Здесь следует сказать, что в школьном краеведении отмечен феномен повышенного интереса подростков к буквальному проникновению в ландшафтные пласты культуры. Имеется в виду раскопки захоронений прошлых эпох в кружках юных археологов и в группах движения "Поиск". Находки радуют, позволяют составить представление о некоторых сторонах жизни прошлых эпох. Однако следы времени, попавшие в руки археологов, в том числе юных, представляются столь ничтожными в сравнении с реальной жизнью, что встает вопрос: а можно ли культуру прошлого всерьез считать мостом в настоящее, если, конечно, мы исчерпывающе обозначили здесь это понятие. Создания материальной культуры, потерявшие технологический смысл, начинают либо разрушаться, либо требуют специальных усилий для их поддержки. Духовная культура, понимаемая как традиция, также требует смысла, но уже адаптационного краеведческого смысла, за пределами которого и духовная культура начинает умирать без специальной поддержки.
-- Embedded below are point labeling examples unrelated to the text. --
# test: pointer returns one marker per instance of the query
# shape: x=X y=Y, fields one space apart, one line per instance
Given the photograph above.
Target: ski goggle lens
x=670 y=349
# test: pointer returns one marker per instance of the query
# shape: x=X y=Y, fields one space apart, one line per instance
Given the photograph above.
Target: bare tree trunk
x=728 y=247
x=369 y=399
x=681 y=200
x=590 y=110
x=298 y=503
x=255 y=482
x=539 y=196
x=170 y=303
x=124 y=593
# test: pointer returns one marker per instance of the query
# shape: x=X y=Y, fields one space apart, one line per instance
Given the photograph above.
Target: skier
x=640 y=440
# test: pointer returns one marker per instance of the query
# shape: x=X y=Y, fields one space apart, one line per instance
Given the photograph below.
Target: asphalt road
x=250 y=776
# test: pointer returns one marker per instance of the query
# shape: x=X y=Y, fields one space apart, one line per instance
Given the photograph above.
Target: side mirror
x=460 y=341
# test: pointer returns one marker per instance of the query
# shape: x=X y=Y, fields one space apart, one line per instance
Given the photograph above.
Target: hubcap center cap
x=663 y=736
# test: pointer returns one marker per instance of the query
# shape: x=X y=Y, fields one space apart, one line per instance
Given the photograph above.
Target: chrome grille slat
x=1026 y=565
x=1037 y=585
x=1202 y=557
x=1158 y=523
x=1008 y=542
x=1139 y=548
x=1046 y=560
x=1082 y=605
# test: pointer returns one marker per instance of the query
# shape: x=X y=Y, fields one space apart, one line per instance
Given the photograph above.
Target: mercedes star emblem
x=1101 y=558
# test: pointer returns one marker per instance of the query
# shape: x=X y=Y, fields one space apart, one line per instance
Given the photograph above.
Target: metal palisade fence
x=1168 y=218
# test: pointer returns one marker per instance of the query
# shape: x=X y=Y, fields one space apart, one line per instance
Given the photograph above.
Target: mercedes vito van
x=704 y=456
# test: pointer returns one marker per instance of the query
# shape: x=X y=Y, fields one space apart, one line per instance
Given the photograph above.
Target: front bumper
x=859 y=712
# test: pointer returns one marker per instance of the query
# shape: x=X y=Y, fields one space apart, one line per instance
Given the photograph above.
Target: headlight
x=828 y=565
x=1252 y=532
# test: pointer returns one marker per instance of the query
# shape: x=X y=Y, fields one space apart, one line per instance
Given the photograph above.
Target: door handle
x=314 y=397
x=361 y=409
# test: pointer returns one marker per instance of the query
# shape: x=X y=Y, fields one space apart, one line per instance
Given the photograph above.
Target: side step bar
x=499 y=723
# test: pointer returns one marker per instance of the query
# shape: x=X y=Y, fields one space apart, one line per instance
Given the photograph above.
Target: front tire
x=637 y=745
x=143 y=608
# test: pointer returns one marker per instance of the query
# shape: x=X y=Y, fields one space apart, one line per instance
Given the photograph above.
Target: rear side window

И в этом аспекте можно попробовать рассмотреть вероисповедание не как сложную мировоззренческую систему, основанную на божественном откровении, а как путь адаптации человека к среде. Дело в том, что рано или поздно каждый человек встает перед проблемой жизни и смерти, однако осознание того, что религия является онтологическим (сущностным) решением этой проблемы, попросту, преодолением смерти, приходит не сразу. Религиозность чаще всего понимается как некий культ или система обрядов по отношению к трансцендентной (потусторонней) реальности, с целью вовлечения ее во взаимодействие с имманентной (посюсторонней) действительностью. Истоками расхожих мнений и превратных толкований в таких интимных областях, как вероисповедание, являлась прежде всего политика социалистического этапа нашего государства, подпитанная космополитическим (интернациональным) секуляризмом (отсечением от церкви) "старых" большевиков. Нынешнее поколение сорокалетних в осознании смысла религии, по своему опыту может сделать вывод, что регулярно, с самого раннего детства, всеми средствами государственного влияния, содержание, что простительно, и, главное, смысл христианства сознательно искажался. То есть доводы т.н. атеистов были лживы и в постановке своей пропаганды, и в сущности ее критических выпадов. Ложь - это не заблуждение, это сознательное искажение истины, а поэтому, когда вопросы касались предельных сторон жизни, например, рождения и смерти, человек, не потерявший адаптационных ориентиров, шел в церковь, несмотря на атеистическую пропаганду и запугивание.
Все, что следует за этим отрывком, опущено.